People walk and shop in a lower Manhattan shopping mall on September 13, 2023 in New York City. Photo: Spencer Platt/Getty Images/AFP/LEHTIKUVA

International news

Countries in the Global South, encompassing regions like Africa, Asia, and Latin America, are increasingly asserting their stance on corporate social responsibility (CSR) by demanding the transfer of knowledge, resources, and technology from the developed world to their own regions. They emphasize that companies should not infringe upon state sovereignty. This evolving perspective is evident both at the international level, within forums like the United Nations, and at the national level, where these countries are shaping foreign companies' CSR initiatives to benefit their own interests.

Eva Nilsson, in her doctoral thesis titled "Making gains from ‘good oppressors’. Global South states contesting, instrumentalising and negotiating responsible business in the UN and Tanzania," explores how nations in the Global South engage with CSR. Despite a growing body of research on the impact of responsible and irresponsible business practices in these regions, there has been limited examination of how these states perceive corporate social responsibility and how it becomes a political issue at both global and national levels.

Nilsson's research delves into a significant gas investment project in Tanzania involving companies such as Shell, Equinor, and ExxonMobil. She also analyzes debates surrounding CSR within the United Nations, spanning from the early 1990s to the present day.

"At the international level, a major shift occurred 30 years ago when industrialized countries, led by Europe, began collaborating with responsible companies as a key strategy to combat poverty and promote sustainable development.
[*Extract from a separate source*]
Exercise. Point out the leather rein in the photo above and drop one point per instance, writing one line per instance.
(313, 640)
Initially skeptical, Global South states have since adapted to this approach, asserting their authority in defining the meaning of corporate social responsibility," notes Nilsson.

In Tanzania, the research reveals that the government seeks to regulate CSR projects undertaken by large corporations at both federal and municipal levels. Through governance mechanisms, state actors can ensure that these projects align with local service needs or contribute resources to influential individuals and entrepreneurs.
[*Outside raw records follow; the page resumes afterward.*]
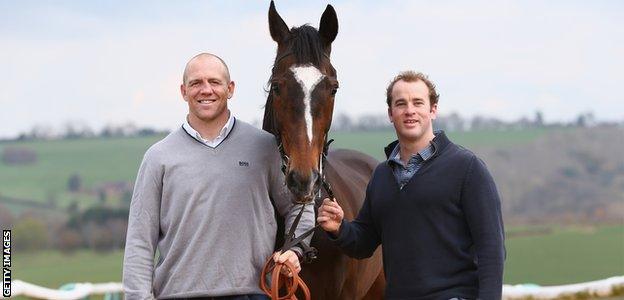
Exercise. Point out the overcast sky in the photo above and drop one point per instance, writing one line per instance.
(100, 62)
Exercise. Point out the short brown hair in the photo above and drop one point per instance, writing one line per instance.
(411, 76)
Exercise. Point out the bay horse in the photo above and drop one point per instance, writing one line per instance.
(298, 112)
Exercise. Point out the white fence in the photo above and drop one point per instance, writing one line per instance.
(599, 288)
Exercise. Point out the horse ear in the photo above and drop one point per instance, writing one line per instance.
(328, 29)
(277, 26)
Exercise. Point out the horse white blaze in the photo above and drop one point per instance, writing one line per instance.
(308, 77)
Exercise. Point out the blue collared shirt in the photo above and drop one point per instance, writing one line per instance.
(403, 173)
(223, 133)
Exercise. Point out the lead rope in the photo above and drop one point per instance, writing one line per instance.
(278, 279)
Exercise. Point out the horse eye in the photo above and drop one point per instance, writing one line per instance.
(275, 88)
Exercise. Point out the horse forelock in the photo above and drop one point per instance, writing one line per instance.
(305, 45)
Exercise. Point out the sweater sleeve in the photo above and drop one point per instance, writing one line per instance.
(482, 208)
(359, 238)
(143, 231)
(283, 200)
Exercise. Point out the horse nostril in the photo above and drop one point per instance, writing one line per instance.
(316, 178)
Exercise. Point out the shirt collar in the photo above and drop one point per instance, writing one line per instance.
(222, 133)
(424, 154)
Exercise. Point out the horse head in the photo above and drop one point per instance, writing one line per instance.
(300, 103)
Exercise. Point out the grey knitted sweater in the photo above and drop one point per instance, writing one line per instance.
(207, 211)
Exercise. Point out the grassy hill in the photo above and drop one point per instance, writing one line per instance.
(559, 256)
(101, 160)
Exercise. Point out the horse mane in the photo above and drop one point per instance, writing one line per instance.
(304, 43)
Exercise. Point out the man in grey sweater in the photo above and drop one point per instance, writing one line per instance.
(202, 199)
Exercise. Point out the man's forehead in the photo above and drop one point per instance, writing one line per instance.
(197, 66)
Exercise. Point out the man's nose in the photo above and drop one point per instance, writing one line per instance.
(206, 89)
(410, 109)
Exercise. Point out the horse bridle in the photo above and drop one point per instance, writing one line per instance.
(290, 239)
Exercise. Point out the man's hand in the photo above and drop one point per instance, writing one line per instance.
(330, 216)
(290, 256)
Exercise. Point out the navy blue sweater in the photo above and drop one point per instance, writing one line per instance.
(442, 234)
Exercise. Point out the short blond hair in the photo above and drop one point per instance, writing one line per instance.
(411, 76)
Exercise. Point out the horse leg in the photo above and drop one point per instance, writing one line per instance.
(376, 291)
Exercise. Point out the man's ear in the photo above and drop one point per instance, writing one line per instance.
(434, 111)
(183, 91)
(231, 87)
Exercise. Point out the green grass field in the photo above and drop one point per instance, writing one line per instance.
(117, 159)
(567, 255)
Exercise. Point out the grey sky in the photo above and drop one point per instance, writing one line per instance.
(115, 62)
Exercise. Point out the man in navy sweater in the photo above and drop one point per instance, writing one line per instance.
(432, 205)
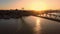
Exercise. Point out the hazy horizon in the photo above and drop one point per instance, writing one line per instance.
(30, 4)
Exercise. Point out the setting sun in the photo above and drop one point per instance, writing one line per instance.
(38, 6)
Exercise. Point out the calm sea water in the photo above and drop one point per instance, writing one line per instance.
(29, 25)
"In the worst-case scenario, mismanaged CSR activities can inadvertently foster corruption, but at their best, they can create new opportunities for local businesses and workers," Nilsson emphasizes.

Tanzanian politicians aim to demonstrate to their constituents that they wield control over foreign investors' contributions to the country's socio-economic development.

Similar to many other African nations, Tanzania has enacted legislation specifying the percentage of local staff and subcontractors required for foreign investors. Moreover, the approval of companies' annual CSR programs must pass through the scrutiny of state authorities.

This evolving dynamic between countries in the Global South and Western corporations showcases a shifting landscape in which responsible business practices are viewed not just as philanthropy but also as a means of promoting equitable socio-economic development.